The credit can be taken only in the year the property is placed into service, he says.

“The placed-into service date is the date that it is ready and available for use. It’s not the date that it’s necessarily used. If you get your crop in this fall, and you decide you want to put in a pivot, and you put down a deposit on it but they don’t come construct it until after the first of the year, you’ve got a credit for 2013 and not 2012. If they finish it on Dec. 31, 2012, then you’ve got a 2012 credit.”

The credit is 20 percent of the un-reimbursed costs or $10,000, says Yeager. If you cost-share with NRCS or some other agency on a program, then that must be taken into consideration.

For example, if you put in a $100,000 reservoir and the agency cost-shares for $40,000, you’ve got $60,000 towards which you can apply the credit. At 20 percent, that’s $12,000, so your credit is the maximum $10,000.

The credit, he continues, is limited to one purchase or installation of equipment or a reservoir per taxpayer, it is non-refundable, and it can only be applied in the year in which it’s placed into service.

“If you’ve got a ‘0’ state income tax liability, and even if you qualify for the $10,000 credit, you don’t get any credit. If you have a $2,500 tax liability, you get a $2,500 credit.”

Cannot be carried back, forward

The credit cannot be carried back or carried forward, he says.

“Basically, it’s a use it or lose it deal. If you don’t use it, it goes away. It would be very useful, in my opinion, if this credit could be carried forward. Some growers will max out the credit, but the majority of farmers who use it probably won’t.”

For “pass-through” entities such as partnerships and LLC’s, if it’s multi-member, the credit will be based on ownership percentage, says Yeager. If you’re in a 50/50 partnership with someone, they get half the credit and you get half the credit.

“I asked the Department of Revenue, for this tax credit, who is considered the ‘taxpayer’ in the case of a pass-through entity? Is it the individual owners or is it the entity? They said the entity is the taxpayer. With some of the larger farms, we have multiple entities.

“If you’re a partner in three different corporations, you could take this credit three times, since the entity is the taxpayer. You could take it three times in one year, with three different entities, or take one this year, one next year, and one the year after — however it benefits you the most. The best thing to do is to meet with your tax preparer and figure out what’ll work best for you.”

Other tax considerations that’ll apply to both state and federal income taxes include depreciation recovery periods, which are seven years for equipment and 15 years for wells and reservoirs.

The Section 179 Deduction Limit.
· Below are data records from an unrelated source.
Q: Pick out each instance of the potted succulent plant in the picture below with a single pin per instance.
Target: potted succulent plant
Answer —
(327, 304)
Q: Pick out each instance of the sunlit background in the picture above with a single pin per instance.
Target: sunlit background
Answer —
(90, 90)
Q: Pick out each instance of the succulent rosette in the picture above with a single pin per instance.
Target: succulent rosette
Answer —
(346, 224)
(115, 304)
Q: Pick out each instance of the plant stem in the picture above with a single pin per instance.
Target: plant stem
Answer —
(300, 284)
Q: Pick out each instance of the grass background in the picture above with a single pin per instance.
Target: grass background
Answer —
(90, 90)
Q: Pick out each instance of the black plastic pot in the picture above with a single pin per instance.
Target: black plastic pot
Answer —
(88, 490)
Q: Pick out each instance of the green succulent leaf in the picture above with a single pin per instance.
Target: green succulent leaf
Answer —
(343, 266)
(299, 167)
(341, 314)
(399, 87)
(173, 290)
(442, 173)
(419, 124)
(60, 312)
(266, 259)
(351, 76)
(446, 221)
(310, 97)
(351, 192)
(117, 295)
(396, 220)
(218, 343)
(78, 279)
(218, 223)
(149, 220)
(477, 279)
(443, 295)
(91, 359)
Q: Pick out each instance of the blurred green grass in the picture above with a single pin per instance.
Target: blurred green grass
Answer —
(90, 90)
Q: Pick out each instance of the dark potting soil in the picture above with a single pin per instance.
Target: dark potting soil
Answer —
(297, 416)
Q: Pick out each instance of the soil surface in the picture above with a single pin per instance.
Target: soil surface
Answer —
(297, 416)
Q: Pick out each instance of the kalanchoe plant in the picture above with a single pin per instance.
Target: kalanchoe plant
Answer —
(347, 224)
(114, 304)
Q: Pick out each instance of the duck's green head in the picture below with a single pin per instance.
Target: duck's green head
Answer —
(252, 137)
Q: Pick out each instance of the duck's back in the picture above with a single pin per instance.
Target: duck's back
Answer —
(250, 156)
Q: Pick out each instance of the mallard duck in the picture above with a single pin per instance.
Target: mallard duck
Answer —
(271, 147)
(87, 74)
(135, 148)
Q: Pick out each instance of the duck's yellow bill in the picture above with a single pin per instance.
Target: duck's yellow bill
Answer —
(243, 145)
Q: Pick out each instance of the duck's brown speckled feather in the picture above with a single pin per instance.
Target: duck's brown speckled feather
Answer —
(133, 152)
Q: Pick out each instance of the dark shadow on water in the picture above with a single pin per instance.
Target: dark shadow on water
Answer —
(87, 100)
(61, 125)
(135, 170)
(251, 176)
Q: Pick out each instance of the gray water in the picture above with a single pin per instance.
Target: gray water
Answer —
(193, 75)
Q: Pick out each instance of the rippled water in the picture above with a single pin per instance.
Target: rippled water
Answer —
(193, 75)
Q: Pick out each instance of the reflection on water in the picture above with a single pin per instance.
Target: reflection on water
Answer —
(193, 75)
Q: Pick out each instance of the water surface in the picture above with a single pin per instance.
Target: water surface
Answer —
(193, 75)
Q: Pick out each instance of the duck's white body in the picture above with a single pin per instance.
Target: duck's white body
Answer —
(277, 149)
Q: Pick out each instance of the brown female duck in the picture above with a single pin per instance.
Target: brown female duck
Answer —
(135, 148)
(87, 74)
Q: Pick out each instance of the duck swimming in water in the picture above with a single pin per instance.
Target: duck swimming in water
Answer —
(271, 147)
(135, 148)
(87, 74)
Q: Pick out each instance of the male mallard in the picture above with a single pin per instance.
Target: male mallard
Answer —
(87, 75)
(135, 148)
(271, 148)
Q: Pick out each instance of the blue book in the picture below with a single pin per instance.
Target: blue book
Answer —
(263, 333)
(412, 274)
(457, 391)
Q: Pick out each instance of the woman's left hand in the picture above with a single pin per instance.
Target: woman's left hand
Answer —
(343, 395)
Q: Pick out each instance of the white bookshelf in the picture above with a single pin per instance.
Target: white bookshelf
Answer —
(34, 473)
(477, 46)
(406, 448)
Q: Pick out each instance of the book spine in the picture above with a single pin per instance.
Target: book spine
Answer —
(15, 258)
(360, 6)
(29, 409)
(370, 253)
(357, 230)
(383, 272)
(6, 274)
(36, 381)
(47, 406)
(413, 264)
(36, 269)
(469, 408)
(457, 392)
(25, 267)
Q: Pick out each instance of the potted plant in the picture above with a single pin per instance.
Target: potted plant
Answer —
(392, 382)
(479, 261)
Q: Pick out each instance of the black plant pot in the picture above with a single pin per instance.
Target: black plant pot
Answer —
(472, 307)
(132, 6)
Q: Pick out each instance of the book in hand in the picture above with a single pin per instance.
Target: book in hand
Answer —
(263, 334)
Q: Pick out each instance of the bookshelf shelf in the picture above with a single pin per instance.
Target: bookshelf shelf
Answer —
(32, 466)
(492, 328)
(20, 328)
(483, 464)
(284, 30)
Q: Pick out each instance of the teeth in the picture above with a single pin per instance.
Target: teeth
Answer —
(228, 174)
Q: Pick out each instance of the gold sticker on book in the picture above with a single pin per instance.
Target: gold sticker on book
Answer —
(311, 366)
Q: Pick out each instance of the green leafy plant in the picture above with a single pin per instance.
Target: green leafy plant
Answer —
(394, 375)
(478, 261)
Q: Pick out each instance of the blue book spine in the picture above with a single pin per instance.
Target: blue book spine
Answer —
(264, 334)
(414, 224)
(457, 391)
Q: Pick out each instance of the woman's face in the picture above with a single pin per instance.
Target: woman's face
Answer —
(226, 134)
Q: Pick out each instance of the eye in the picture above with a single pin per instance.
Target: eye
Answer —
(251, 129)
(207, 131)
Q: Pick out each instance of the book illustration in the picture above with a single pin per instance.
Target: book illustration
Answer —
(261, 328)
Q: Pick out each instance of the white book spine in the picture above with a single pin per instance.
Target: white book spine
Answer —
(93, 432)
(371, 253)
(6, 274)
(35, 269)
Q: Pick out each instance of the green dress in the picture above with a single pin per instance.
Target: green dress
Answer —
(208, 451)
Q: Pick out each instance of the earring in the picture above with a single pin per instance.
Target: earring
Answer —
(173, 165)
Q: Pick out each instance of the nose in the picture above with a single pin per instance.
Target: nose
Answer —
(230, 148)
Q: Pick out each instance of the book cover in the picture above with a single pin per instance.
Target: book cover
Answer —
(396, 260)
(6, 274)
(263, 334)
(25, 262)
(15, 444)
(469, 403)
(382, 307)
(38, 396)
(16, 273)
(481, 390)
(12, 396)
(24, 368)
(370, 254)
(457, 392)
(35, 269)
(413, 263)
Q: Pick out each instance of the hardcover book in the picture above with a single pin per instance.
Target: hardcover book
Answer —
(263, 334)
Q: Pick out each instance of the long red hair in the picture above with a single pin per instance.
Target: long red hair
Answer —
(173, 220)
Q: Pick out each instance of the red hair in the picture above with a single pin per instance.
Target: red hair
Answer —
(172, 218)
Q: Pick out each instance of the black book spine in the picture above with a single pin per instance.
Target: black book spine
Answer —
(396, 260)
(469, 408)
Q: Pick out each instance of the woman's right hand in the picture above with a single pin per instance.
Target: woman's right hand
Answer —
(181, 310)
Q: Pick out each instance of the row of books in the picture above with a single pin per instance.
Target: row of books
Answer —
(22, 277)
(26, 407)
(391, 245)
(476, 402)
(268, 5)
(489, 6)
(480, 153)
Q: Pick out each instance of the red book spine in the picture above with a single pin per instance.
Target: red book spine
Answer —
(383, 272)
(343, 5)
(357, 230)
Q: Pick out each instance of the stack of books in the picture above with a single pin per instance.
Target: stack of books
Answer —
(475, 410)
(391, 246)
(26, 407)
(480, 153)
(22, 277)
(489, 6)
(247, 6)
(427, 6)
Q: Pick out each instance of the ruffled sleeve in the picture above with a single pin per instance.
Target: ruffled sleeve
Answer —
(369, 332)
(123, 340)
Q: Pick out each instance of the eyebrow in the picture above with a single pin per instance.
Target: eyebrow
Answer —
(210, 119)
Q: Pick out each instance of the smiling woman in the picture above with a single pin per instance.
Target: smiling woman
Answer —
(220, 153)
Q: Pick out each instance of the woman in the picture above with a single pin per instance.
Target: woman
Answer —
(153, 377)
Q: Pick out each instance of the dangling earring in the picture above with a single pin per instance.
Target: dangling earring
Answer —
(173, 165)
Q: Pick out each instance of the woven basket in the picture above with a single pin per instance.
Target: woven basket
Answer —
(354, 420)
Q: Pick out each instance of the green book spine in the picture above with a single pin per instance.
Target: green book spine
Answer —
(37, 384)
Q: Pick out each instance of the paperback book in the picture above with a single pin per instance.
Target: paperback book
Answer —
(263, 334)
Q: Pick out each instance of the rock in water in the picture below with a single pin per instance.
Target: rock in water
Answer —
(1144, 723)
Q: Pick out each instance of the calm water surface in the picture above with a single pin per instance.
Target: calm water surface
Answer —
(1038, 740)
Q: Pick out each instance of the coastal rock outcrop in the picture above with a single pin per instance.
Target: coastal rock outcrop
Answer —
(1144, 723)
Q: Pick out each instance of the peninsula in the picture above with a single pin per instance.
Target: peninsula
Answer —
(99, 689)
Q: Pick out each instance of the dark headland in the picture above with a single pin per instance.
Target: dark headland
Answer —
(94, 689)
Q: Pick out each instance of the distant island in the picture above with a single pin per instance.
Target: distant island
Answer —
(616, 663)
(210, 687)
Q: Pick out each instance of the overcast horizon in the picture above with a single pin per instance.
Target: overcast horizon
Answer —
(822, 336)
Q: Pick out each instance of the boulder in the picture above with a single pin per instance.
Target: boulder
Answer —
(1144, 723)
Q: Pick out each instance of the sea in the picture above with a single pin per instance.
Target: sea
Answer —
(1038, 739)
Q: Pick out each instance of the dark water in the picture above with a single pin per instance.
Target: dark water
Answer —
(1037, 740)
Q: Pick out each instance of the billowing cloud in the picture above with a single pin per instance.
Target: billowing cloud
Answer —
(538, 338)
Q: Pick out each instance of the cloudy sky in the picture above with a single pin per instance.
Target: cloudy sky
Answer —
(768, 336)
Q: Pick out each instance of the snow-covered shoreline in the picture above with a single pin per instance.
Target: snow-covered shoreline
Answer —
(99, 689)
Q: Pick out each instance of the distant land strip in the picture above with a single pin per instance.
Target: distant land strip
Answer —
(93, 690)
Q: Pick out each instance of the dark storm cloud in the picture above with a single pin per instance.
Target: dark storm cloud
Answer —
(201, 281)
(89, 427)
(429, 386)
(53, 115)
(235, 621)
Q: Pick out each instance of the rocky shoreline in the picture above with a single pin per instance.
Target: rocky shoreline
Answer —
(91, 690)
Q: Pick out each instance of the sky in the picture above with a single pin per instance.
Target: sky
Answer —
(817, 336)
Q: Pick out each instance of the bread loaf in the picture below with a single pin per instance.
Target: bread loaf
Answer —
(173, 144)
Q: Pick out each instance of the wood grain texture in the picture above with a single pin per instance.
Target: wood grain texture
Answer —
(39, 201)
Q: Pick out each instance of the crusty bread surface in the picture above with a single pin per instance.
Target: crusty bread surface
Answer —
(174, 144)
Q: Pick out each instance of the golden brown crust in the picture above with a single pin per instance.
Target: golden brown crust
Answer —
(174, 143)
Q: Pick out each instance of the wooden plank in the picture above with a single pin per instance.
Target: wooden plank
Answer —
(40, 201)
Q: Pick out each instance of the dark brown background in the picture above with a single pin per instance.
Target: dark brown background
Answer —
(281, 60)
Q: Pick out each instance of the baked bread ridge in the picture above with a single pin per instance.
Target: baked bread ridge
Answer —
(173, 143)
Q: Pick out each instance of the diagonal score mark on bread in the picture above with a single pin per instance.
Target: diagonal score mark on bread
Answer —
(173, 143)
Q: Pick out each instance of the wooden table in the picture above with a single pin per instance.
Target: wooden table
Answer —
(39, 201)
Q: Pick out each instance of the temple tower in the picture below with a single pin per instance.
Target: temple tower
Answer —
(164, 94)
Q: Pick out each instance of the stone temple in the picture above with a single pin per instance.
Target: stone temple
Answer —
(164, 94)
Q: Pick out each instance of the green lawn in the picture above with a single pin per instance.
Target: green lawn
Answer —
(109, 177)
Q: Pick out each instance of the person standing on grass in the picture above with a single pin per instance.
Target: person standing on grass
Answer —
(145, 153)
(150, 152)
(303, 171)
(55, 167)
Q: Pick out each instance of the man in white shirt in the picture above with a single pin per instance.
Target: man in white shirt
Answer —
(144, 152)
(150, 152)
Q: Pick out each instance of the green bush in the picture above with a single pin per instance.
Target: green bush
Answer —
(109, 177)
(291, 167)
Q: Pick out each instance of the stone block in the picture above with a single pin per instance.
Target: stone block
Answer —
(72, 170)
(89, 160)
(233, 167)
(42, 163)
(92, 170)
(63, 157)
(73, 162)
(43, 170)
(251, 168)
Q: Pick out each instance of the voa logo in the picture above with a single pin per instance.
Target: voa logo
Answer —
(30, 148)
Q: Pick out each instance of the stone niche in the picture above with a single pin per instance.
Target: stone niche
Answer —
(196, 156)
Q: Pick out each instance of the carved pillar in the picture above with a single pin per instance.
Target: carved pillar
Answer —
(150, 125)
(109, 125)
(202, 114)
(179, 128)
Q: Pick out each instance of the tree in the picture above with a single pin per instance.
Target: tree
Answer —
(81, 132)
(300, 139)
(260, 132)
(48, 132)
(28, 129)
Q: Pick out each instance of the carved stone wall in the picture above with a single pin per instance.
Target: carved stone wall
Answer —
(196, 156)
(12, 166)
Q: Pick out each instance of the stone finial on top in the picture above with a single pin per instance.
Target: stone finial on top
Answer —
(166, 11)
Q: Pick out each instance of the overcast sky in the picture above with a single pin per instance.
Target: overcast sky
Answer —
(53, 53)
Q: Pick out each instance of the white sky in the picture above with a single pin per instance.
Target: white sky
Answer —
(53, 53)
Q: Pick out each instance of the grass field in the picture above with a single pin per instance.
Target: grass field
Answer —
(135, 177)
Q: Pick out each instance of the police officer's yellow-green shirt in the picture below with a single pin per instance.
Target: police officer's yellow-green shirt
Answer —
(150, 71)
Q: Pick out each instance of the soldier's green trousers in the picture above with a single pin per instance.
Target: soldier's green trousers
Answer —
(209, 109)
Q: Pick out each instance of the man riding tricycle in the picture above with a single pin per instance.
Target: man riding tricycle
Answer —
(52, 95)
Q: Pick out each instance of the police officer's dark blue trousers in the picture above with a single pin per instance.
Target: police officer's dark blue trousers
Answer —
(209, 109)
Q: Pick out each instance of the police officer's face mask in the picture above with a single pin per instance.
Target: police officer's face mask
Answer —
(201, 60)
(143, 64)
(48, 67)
Many farmers, says Yeager, have taken advantage of the Section 179 Deduction Limit over the past several years and used it to drastically reduce their income tax bills.

“Right now, the limit for 2012 is $139,000, which is down from the past two years. Congress may increase this before the end of the year. Equipment qualifies for Section 179, and it doesn’t have to be new — it can be used equipment. Wells and reservoirs do not qualify.”

The Bonus Depreciation, he explains, is similar to Section 179 in that it expires at the end of this year unless Congress renews it. Equipment qualifies but wells and reservoirs do not, and it must be new equipment.

“Usually, whenever I’m working with someone and we use up all of their Section 179 and then go to Bonus Depreciation and use that up, then we go to regular depreciation. That’s the usual order.”

But Yeager advises growers to be very careful in this area.

“Some of you are probably in a situation where you’ve got very little depreciation going forward because in the past few years, you’ve been writing off most everything you’ve bought. This could put you in a cash-flow bind down the road.

“I’ve seen it happen with producers, mainly with chicken houses. On a seven-year loan, by about year five or six, most of what you’re paying is principal, and you’ve already written off your equipment so there’s no depreciation. You could end up with a large tax bill. A dollar today is worth more than a dollar tomorrow.”